Tuesday, November 30, 2010

 

When will it end? Maybe never.

Another shift was made in the game of musical chairs amongst major conferences. The latest domino to fall? TCU. The Horned Frogs agreed to join the Big East Conference in all sports starting in 2012-2013. A square peg in a round hole? Maybe. But this was another move clearly dictated by football.

Texas Christian University no more belongs in the Big East than Boston College does in the ACC. But this is the world we now live in. The world of big-time college athletics. There’s lots of money to be made and each conference and individual school is trying to figure out how they can maximize their revenue.

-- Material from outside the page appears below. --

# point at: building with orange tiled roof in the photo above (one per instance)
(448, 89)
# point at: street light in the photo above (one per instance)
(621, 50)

This latest move should send off another alarm on Smith Hill. This was all about football and that’s a sport which isn’t played at Providence College.

In the short term, the question is: how do you manage a 17-team conference? For the sport of men’s basketball, the answer is that you will play each of the other 16 teams once each season while playing two teams twice in a home and home format.

It’s the long term implications that should worry Friars Athletic Director Bob Driscoll and the folks at PC. With football being the tail that now wags the dog, how much longer before the football playing schools in the conference say, “enough is enough!”?

When does a Syracuse or Pittsburgh look at Providence College and Seton Hall and ask the question, “what do those schools really do for us?” Unfortunately, the answer is not much.

It’s not as if Rhode Island is this major market or fertile recruiting bed for college athletics. And Rutgers gives the Big East all of the New Jersey presence it needs.

It would be much harder for the league’s football schools to say goodbye to the likes of Georgetown and its nationally ranked men’s basketball program. The Hoyas give the league a much needed presence in Washington DC.

It’s been written here before that, in a perfect world, there would be a powerful all-sports conference here in the northeast which consists of Penn State, Boston College, UConn, Rutgers, Pittsburgh, West Virginia, Syracuse and now Villanova which will make the jump to 1-A in football. Unfortunately, that horse left the barn a long time ago.

And with every other horse that either leaves the barn or, in the case of TCU, joins the stable, Friar fans have to wonder about the future of their existence in the Big East and exactly where they will fit in this ever-changing college sports landscape.